Huit mois après l’entrée en vigueur de l’IPRED, transposition d’une directive européenne, qu’en est-il du téléchargement illégal en Suède ? Selon l’IXP Netnod, le trafic est revenu depuis peu à son niveau habituel. Un bien amer constat pour les défenseurs d’une législation renforcée.

Lorsque la nouvelle législation IPRED (pour Intellectual Property Rights Enforcement Directive) est entrée en vigueur le 1er avril dernier en Suède, le pays avait enregistré dès le lendemain une chute spectaculaire de son trafic Internet, estimée à près de 30 %. Transposition d’une directive européenne sur le renforcement des droits de propriété intellectuelle, beaucoup avaient alors attribué ce phénomène nouveau à un regain de prudence chez les internautes suédois, manifestement inquiets de voir les pouvoirs des organismes spécialisés dans la lutte contre le piratage être renforcés.

Huit mois plus tard, le constat est sans appel : selon Torrentfreak, qui fait le point sur la situation, alors que cette nouvelle loi offrait de nouvelles prérogatives aux ayants droits pour lutter contre le piratage, comme la possibilité de collecter directement les adresses IP des pirates pour ensuite demander aux fournisseurs d’accès de les identifier, il est acquis que les internautes suédois ne sont plus du tout effrayés par cette loi particulièrement controversée.

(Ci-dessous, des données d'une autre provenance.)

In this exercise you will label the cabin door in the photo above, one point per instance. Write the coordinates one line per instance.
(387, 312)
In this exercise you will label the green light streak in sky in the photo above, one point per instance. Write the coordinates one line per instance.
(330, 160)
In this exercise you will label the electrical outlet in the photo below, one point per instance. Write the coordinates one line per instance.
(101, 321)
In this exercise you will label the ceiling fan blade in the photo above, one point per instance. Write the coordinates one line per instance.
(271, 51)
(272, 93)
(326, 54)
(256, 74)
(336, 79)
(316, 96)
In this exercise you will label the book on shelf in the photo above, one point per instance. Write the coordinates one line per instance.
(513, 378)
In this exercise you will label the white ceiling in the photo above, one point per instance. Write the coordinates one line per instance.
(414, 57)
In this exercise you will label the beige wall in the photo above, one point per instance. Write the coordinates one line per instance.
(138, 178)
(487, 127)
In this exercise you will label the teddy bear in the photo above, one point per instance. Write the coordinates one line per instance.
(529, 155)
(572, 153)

L’opérateur IXP Netnod Internet Exchange, qui avait détecté cette baisse de près d’un tiers du trafic lors de l’entrée en vigueur de l’IPRED, a annoncé cette fois que les échanges en Suède étaient complètement revenus à la normale. Mieux encore, l’observation de la courbe de progression nous incite à penser que le trafic Internet va même dépasser les niveaux enregistrés avant la mise en application de cette loi.

°videmment, le peer-to-peer n’est sans doute pas la seule raison expliquant cette remontée progressive du trafic Internet. D’autres facteurs ont certainement pu jouer sur cette courbe, comme l’arrivée de nouveaux internautes, le développement du jeu en ligne ou la promotion de services légaux de streaming. Toutefois, comme l’avait souligné à l’époque du chef du Parti pirate suédois, Rick Falkvinge, cette réduction massive des transferts était principalement causée par une prudence légitime et normale des internautes, le temps de jauger cette nouvelle loi. Plusieurs experts avaient même estimé qu’avec le temps, cette peur allait disparaitre. Au regard des données fournies par Netnod, ils avaient bel et bien raison.

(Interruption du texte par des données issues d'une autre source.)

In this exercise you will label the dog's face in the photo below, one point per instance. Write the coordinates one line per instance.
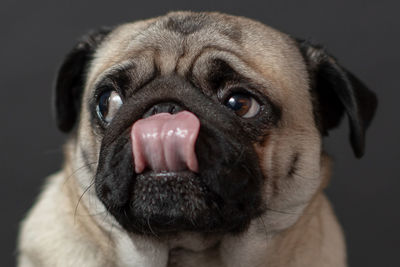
(252, 104)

Manifestement, cette nouvelle législation, plus dure envers les internautes, n’a pas eu l’effet escompté par les ayants droits. Pire encore, puisque d’un certain point de vue, elle a joué contre son camp : elle a favorisé l’émergence de nouvelles solutions, comme le réseau privé virtuel de The Pirate Bay, IPREDator, et soutenu la montée en puissance du Piratpartiet, qui a désormais deux députés au Parlement européen. Notons au passage que le mouvement compte aujourd’hui plus de 50 000 adhérents.

Quant au téléchargement légal, l’IPRED n’a pas vraiment changé la donne. Réagissant aux données fournies par l’industrie culturelle suédoise, Roger Wallis, professeur à l’école de commerce KTH, avait ainsi expliqué que « l’industrie musicale a tout à gagner au bruit que ça fait dans les médias, mais nous n’avons aucune idée de la manière dont ils sont arrivés à ces chiffres et ce qu’ils veulent dire« . Même son de cloche chez Robert Gustavsson, fondateur de la société Inprodicon. Cette augmentation est surtout à mettre au crédit de l’amélioration de la qualité du service, et non pas à la mise en œuvre de la loi.

De toute façon, la diabolisation du piratage ne fonctionne manifestement pas en Suède : Selon une étude menée par MMS, seuls 30 % des internautes suédois âgés de 16 à 65 ans ont supputé que le téléchargement illégal revenait à du vol. Par ailleurs, une autre étude menée cette fois par Cyber Norms a révélé l’intérêt toujours plus grand qu’ont les internautes suédois pour l’anonymat en ligne. Selon l’un des responsables du rapport, près de 500 000 abonnés Internet ont fait le pari de masquer leur identité en ligne.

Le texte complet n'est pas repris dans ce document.